I see that changes of backup engine causing a lot of new errors.

There are many "Error: EEXIST: file already exists" which never happened in the past. Restart of the same backup usually just works.
Due to 1 I've added option "retry" to each backup and now even if error occurs second attempt is successful but overall status of backup tasks is set to failed.

This is how it looks like.

This backup job is an old one which running at my environment for months if not years.
Backups are stored on NAS via NFS.

Other VMs processed in this job are successfully processed.

Backup job logs attached.
2025-07-01T01_00_00.011Z - backup NG.json.txt

olivierlambert

Another one @lsouai-vates

lsouai-vates

@icompit Hello, thanks for the report.

I am asking XO Team... @florent FYI

lsouai-vates

@icompit hello again and sorry for the late answer...

The current backup logging system is being reworked: instead of using a custom task system and compiling logs on the fly, it will soon rely on the generic task system and store precompiled logs.
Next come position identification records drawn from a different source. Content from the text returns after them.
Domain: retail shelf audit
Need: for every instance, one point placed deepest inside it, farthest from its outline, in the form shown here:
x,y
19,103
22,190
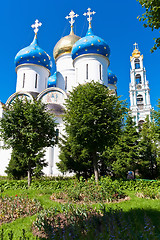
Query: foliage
x,y
93,120
88,191
151,17
149,162
28,128
16,168
84,222
12,208
125,153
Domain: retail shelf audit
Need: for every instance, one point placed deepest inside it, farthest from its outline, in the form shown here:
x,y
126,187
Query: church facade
x,y
78,60
140,105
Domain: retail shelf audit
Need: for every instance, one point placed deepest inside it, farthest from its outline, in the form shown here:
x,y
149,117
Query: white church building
x,y
78,60
140,105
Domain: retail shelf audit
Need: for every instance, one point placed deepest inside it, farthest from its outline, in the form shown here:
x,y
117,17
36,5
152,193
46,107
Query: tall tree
x,y
149,162
28,128
151,17
125,154
93,120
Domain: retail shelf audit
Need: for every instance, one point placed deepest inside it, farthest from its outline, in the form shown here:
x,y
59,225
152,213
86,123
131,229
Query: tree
x,y
149,162
17,167
125,154
151,17
93,120
28,128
As part of this change, the logic that currently causes a backup job to appear as "failed" — even when a retry succeeded — will be deprecated. So while fixing this specific issue now would be technically easy, it might introduce regressions and won’t be relevant once the new system is in place.

In short: this will be naturally fixed by the upcoming logging overhaul. Thanks for your patience!

icompit

@lsouai-vates
Sure, I understand issues might be related to changes of backup processing under the hood.
I hope my report going to help with identification of bugs.
Does the EEXIST error are also related with this?

icompit

From today morning...

Yesterday all was ok.

lsouai-vates

@icompit @Bastien-Nollet can you help to answer?

Bastien Nollet

@icompit The EEXIST error has appeared with @florent's recent work on backups. I think he's investigating this problem, but he his on vacations now, and will be back in two weeks.
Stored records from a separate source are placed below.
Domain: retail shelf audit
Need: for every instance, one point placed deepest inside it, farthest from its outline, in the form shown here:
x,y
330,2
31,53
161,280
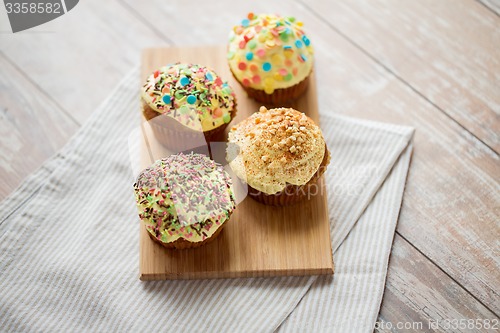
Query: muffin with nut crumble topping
x,y
280,153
If this causes too much trouble for you, for the moment I would recommend you to go back to a previous XO version.

I'm not familiar with the new "Unknown system error" you got. Could you give us the log of that backup job execution?

icompit

@Bastien-Nollet here is the log..
2025-07-09T01_00_00.011Z - backup NG.json.txt

Bastien Nollet

@icompit Thank you.

It seems that the backup process fails to get the file lock on the backup directory. Have you modified anything on your remote recently?

Also, could you tell me if this is happening on all of this job's runs, all of your backup runs, or if it only happened once on this specific backup job execution?